DSIJ Mindshare

Whole-Life Plans: Are They For You?

Until a few years ago, most insurance policies were designed with a younger audience in mind. Hence, most policies offered a maximum tenure of about 30-35 years, with the assumption that holders would need cover only till retirement. Over the past few years, however, some life and non-life insurance companies have started promoting whole-life plans, which extend coverage till the policyholder turns a 100. 
Life insurance is meant to aid dependants financially, in the event of the policyholder's demise. Post-retirement, if you do not have to provide for those who are financially dependent on you, you do not need the protection cover. Given this understanding, the logic behind life insurance with longer maturities is not very clear. So, what is the real purpose in buying a longer-maturity life plan? 
The need for a protection plan after retirement is limited. However, a term plan bought at an early age which covers you up to the age of 70 or 75 years can be fairly competitive, since you lock in a low annual premium. At the same time, whole-life plans that have a savings component, and thus a cash value associated with them, can be a useful tool for your longer-term estate or inheritance planning. It is important to understand the nuances and the underlying needs these plans fulfil when evaluating them. 
With a large number of nuclear families emerging, as well as rising life expectancy and cases of lifestyle diseases, there is now the possibility of a large number of people nearing retirement with inadequate life insurance to support their spouse after their demise. Such plans are designed to secure the next-in-line, so that they are not left dependent on the next generation. 
There could be those who desire an income even after their working years. It is for this reason that whole-life plans combined with pension are such a hit. While on the face of it these plans seem attractive, at 5-6 per cent the effective returns offered by these policies are pretty low. Pension policies from various companies also fall in this category. Such plans will also work for those who have commitments beyond their retired years, and who continue to pursue employment well beyond their retirement due to financial compulsions. In addition, longer-tenure term plans may help those taking an insurance policy very late in life, when they are past the maximum entry age for other policies. The premium for these policies, however, would be very high. That apart, you need to assess whether the sum assured for the product is sufficient to meet your requirements. You also need to take into account that the features of all longer-tenure plans are not similar. 

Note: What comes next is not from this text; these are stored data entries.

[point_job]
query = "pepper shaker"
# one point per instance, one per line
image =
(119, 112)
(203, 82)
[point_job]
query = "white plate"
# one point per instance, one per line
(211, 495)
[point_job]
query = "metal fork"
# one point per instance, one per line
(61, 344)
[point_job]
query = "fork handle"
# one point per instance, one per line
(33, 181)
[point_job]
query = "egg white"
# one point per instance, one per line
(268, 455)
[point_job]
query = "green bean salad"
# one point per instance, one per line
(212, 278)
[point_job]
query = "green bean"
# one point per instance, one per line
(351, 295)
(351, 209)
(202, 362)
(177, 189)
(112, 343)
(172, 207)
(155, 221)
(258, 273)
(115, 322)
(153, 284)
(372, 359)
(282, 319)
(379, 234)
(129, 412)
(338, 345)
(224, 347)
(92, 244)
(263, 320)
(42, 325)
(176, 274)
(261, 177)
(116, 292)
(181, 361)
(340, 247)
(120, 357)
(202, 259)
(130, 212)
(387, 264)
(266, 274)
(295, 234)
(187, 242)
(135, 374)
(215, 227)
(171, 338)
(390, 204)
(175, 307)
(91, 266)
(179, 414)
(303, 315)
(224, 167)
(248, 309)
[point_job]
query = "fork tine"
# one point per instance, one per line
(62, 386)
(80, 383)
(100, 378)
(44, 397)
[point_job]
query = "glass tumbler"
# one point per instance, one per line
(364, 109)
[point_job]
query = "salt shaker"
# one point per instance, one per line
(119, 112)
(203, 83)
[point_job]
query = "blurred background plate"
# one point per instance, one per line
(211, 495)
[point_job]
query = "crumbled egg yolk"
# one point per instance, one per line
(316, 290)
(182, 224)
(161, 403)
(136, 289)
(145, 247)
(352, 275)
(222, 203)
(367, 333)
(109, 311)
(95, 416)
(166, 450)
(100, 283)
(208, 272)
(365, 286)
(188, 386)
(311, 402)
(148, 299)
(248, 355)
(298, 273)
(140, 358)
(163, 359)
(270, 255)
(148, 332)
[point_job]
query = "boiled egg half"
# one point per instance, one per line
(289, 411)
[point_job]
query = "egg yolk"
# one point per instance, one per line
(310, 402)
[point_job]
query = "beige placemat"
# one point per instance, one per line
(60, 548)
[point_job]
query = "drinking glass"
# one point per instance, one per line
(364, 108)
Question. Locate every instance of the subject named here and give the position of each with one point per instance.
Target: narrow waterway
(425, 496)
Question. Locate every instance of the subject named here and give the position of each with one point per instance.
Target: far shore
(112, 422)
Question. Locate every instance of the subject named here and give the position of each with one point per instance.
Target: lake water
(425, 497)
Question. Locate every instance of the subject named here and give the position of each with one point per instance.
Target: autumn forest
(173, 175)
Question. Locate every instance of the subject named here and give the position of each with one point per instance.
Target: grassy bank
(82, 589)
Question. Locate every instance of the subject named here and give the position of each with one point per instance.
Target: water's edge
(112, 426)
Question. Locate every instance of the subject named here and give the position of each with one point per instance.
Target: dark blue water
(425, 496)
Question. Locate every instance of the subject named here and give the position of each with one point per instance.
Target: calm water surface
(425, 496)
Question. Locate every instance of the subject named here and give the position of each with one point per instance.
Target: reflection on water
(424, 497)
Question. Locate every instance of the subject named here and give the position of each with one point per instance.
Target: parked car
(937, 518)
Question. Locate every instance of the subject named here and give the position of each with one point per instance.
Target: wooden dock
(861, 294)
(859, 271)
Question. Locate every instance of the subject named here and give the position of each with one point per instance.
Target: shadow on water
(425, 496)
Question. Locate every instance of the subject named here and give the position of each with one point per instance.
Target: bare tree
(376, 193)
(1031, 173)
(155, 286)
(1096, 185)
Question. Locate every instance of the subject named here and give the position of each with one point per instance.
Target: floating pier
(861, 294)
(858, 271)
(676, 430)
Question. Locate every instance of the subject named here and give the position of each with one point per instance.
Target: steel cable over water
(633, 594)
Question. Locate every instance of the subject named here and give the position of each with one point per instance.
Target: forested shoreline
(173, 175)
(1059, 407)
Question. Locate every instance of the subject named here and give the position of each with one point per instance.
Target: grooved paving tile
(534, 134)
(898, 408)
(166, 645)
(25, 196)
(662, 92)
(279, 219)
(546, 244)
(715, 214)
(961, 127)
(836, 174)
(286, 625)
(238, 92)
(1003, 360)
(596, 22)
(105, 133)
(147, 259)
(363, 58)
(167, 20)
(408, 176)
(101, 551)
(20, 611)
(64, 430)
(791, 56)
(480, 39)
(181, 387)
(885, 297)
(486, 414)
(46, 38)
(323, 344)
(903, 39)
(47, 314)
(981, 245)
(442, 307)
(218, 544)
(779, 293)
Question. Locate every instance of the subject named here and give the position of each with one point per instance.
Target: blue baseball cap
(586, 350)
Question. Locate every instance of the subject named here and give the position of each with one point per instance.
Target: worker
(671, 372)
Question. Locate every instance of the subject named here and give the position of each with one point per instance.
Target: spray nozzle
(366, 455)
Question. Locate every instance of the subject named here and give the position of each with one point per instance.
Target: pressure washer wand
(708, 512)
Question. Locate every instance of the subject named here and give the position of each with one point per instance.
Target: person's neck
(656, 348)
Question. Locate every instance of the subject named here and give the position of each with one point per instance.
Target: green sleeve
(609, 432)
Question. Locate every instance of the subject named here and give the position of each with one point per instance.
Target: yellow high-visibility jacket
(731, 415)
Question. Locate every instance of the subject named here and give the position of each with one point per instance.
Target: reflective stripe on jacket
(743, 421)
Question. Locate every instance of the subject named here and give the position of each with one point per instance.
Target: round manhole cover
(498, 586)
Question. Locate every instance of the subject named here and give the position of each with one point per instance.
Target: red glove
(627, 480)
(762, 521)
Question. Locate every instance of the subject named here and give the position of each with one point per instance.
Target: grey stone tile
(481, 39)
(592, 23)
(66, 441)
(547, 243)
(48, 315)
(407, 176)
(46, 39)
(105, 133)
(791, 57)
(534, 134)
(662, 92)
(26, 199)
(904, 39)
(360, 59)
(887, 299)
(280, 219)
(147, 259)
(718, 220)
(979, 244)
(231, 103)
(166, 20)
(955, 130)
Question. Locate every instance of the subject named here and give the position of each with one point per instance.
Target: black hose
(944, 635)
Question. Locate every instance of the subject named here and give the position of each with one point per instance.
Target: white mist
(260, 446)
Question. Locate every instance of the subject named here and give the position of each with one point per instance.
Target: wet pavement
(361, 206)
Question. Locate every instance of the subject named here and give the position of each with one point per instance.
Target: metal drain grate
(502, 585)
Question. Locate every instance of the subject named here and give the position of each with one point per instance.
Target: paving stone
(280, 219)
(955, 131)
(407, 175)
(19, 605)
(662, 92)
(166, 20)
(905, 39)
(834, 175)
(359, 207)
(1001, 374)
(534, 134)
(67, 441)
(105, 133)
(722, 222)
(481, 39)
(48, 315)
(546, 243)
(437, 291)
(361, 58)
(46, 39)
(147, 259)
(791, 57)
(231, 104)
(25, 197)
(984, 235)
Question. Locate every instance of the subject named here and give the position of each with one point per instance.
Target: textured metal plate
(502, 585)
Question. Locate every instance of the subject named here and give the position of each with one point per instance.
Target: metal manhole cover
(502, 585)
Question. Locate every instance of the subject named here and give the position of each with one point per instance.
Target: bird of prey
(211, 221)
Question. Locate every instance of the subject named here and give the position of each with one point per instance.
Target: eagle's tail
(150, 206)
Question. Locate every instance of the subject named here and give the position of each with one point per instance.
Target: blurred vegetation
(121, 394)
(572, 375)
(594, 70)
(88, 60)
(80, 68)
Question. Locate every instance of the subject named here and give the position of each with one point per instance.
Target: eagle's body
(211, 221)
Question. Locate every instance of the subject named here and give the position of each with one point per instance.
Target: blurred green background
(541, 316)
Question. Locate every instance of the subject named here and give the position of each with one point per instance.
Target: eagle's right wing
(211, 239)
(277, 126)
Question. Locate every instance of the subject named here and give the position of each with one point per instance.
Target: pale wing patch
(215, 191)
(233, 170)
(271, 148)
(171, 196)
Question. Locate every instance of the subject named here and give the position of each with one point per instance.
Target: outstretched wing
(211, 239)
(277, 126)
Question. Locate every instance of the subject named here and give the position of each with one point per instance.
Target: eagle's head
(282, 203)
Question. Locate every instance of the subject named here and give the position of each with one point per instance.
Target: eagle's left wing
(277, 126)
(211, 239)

Health insurance that offers cover for a longer term is understandable, since it offers comfort at a time when health concerns and health costs are mounting. In comparison, life plans with longer tenures/maturity periods are niche products designed to fulfil specific needs of policyholders. Therefore, they are not a must-have for every individual. A policy purely to protect the sole income-earning capacity of the individual may prove to be expensive as the individual’s age advances. In such a case, it would be advisable for individuals to weigh the options, and see what works best for them in terms of the cost for income protection, for example, the likelihood of dependants beginning to earn their own income, the cost of insuring life for a short term vis-a-vis the benefits, etc.